I want to use the LD_PRELOAD mechanism GNU's dynamic loader to inject code into other binaries. In my code I use a static object to have code executed right at the start and the very end of the augmented program (called Prog later on). Execution order of static initialisers should not concern me as I do not access any data of Prog and I also don't care when exactly my code runs as long as it's "close enough" to the start/end of Prog's "main".
The problem is that for some binaries this approach works fine while for others the destructor of the static object is simply not invoked.
#include <iostream>
namespace {
struct Stat {
Stat() { std::cerr << "Ctor" << std::endl; }
~Stat() { std::cerr << "Dtor" << std::endl; }
};
}
Stat s;
Compilation:
$ g++ -shared -fpic -o ~/preload.so preload.cc
Usage:
$ LD_PRELOAD=~/preload.so /bin/true
Ctor
Dtor
$ LD_PRELOAD=~/preload.so /bin/sleep 1
Ctor
In the first case with true
everything works as expected but in the second case (and most/all others) the destructor is never called. I excluded problems with the standard streams beeing destructed "too early" by replacing the string output with sleep
… works for true
, fails for sleep
. (Edit: Ignore that last part. I messed up with the compilation and ran the version without sleep
yet again. sleep
actually works, so @dms is right. It does not explain the doubly printed "Ctor" in gdb, but I don't care too much about that artifact.)
Weirder still. When I try to run the examples in gdb (with set env LD_PRELOAD ...

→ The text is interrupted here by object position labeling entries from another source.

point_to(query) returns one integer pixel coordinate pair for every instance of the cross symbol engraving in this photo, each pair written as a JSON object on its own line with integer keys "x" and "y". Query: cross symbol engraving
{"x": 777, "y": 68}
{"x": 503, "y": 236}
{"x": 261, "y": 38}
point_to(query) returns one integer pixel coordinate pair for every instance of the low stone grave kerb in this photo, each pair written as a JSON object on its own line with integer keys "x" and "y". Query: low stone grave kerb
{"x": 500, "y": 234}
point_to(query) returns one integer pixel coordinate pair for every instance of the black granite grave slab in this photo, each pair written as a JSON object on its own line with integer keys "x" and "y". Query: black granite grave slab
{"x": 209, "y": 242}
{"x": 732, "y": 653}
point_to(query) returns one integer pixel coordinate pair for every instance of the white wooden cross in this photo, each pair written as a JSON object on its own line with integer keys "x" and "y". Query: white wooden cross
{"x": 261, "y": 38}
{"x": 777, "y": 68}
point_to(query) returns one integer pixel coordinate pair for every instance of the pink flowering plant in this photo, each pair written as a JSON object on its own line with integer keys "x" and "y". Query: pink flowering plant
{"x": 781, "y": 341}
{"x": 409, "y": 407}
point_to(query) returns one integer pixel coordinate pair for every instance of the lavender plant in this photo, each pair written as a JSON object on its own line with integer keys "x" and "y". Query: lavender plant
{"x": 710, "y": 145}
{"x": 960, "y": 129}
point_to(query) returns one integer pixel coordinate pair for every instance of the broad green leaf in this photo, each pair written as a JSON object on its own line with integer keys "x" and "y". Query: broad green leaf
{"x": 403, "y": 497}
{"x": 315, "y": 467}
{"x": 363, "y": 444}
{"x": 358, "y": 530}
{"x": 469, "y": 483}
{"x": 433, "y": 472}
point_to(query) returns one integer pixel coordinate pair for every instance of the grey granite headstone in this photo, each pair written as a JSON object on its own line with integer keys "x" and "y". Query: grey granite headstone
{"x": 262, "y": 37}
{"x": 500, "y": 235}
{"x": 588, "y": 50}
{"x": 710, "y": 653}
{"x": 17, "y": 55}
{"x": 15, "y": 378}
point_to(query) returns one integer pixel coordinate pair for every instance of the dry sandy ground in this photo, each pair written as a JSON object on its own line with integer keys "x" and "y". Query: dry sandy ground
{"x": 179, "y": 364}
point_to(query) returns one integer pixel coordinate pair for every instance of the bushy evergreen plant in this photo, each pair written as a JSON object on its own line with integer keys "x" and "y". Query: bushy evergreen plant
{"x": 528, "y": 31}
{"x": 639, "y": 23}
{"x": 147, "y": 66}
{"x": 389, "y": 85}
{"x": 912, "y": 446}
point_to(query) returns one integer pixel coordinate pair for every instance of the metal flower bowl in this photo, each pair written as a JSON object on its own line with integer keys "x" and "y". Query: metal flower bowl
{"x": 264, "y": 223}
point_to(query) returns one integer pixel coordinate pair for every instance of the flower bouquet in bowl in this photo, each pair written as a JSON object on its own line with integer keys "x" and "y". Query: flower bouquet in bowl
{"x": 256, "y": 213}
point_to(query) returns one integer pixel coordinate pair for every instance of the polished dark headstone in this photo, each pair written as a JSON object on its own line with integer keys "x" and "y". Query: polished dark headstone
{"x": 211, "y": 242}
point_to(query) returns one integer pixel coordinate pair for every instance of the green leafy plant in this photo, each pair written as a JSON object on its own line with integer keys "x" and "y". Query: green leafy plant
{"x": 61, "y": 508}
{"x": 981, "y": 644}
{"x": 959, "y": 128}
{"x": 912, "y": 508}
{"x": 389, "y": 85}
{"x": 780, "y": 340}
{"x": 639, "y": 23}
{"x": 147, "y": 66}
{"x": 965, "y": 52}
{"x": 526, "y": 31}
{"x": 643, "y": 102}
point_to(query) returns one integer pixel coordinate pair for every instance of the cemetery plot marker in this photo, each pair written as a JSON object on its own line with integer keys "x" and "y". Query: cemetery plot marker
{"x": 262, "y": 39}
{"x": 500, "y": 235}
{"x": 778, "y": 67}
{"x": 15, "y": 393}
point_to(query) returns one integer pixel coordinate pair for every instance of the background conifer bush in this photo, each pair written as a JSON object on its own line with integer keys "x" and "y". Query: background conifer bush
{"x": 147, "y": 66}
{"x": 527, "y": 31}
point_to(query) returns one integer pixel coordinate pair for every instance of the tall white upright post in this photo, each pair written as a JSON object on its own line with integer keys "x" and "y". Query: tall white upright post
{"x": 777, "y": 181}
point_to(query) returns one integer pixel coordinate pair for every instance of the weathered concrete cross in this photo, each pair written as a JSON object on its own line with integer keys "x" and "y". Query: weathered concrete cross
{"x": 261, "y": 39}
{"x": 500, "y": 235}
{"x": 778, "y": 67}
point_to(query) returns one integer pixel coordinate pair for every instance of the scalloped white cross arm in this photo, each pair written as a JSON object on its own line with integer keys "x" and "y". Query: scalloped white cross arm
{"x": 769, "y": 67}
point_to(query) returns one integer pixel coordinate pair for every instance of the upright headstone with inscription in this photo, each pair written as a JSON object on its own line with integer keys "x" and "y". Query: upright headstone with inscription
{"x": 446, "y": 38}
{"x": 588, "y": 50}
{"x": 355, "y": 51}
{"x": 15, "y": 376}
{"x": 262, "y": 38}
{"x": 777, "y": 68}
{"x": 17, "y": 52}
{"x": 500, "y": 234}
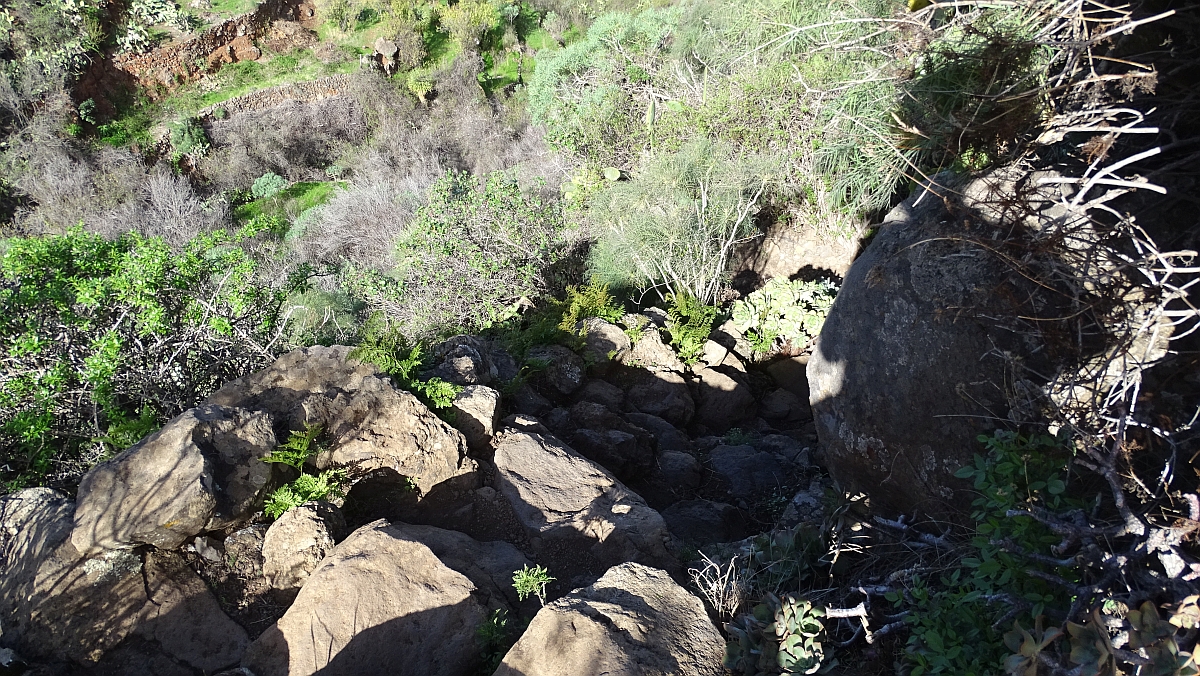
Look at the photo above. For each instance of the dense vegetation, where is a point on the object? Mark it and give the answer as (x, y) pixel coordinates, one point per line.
(526, 166)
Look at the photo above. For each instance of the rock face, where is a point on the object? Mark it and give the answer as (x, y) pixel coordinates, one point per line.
(603, 341)
(379, 603)
(633, 621)
(899, 390)
(559, 495)
(371, 425)
(724, 400)
(751, 473)
(298, 542)
(60, 604)
(664, 394)
(201, 471)
(701, 521)
(477, 416)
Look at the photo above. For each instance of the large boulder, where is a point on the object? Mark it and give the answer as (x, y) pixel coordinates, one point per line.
(561, 496)
(298, 542)
(477, 414)
(633, 621)
(369, 423)
(202, 471)
(664, 394)
(379, 603)
(59, 604)
(899, 383)
(600, 435)
(564, 370)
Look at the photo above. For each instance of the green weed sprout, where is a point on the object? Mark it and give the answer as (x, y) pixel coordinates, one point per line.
(532, 581)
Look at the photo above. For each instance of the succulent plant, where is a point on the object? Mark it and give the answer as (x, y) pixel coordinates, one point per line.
(778, 636)
(787, 311)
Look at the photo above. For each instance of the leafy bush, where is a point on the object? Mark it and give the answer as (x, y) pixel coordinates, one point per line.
(592, 300)
(532, 581)
(473, 252)
(306, 488)
(954, 622)
(673, 227)
(100, 338)
(785, 311)
(689, 322)
(468, 19)
(391, 353)
(268, 185)
(809, 82)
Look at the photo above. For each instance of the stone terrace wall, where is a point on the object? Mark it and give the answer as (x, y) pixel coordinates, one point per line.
(262, 100)
(165, 69)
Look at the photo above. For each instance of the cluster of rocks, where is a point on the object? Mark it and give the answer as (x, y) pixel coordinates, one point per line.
(421, 549)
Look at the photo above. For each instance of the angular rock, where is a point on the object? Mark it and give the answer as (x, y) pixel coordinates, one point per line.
(724, 400)
(564, 369)
(605, 437)
(678, 470)
(489, 566)
(633, 621)
(462, 360)
(370, 424)
(649, 352)
(751, 473)
(298, 542)
(664, 394)
(714, 353)
(184, 618)
(529, 402)
(201, 471)
(784, 446)
(702, 521)
(790, 374)
(604, 393)
(477, 416)
(900, 388)
(379, 602)
(59, 604)
(665, 434)
(559, 495)
(603, 341)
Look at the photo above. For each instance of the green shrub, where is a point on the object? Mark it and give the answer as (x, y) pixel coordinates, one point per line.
(474, 251)
(390, 352)
(592, 300)
(784, 311)
(673, 227)
(268, 185)
(189, 139)
(779, 636)
(953, 617)
(809, 82)
(102, 340)
(689, 322)
(306, 488)
(978, 89)
(532, 581)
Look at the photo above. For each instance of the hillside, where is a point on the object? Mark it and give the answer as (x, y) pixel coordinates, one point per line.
(767, 338)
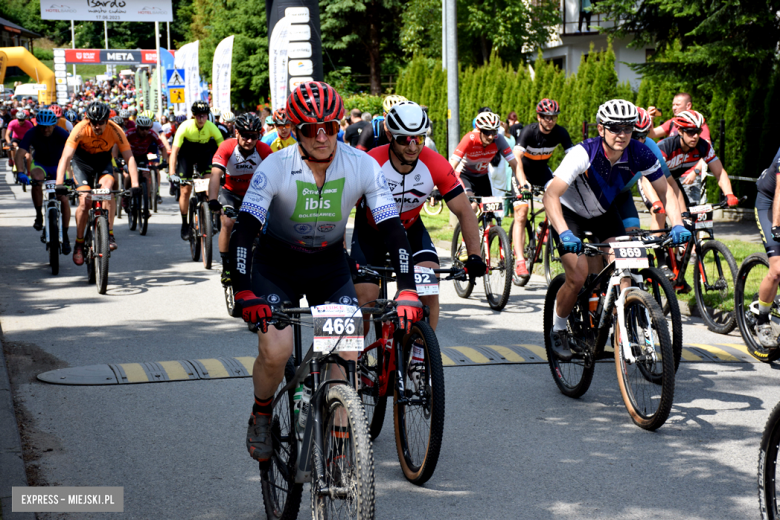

), "Ctor" is printed twice. If I set a breakpoint at Stat
it triggers only after the first time "Ctor" is output. A breakpoint on ~Stat
does trigger but still no output.
There's a similar question about static object dtors in DLLs. The answers there are either Windows specific or imply that static dtors are never called for dynamically loaded libraries which obviously is not true in my case.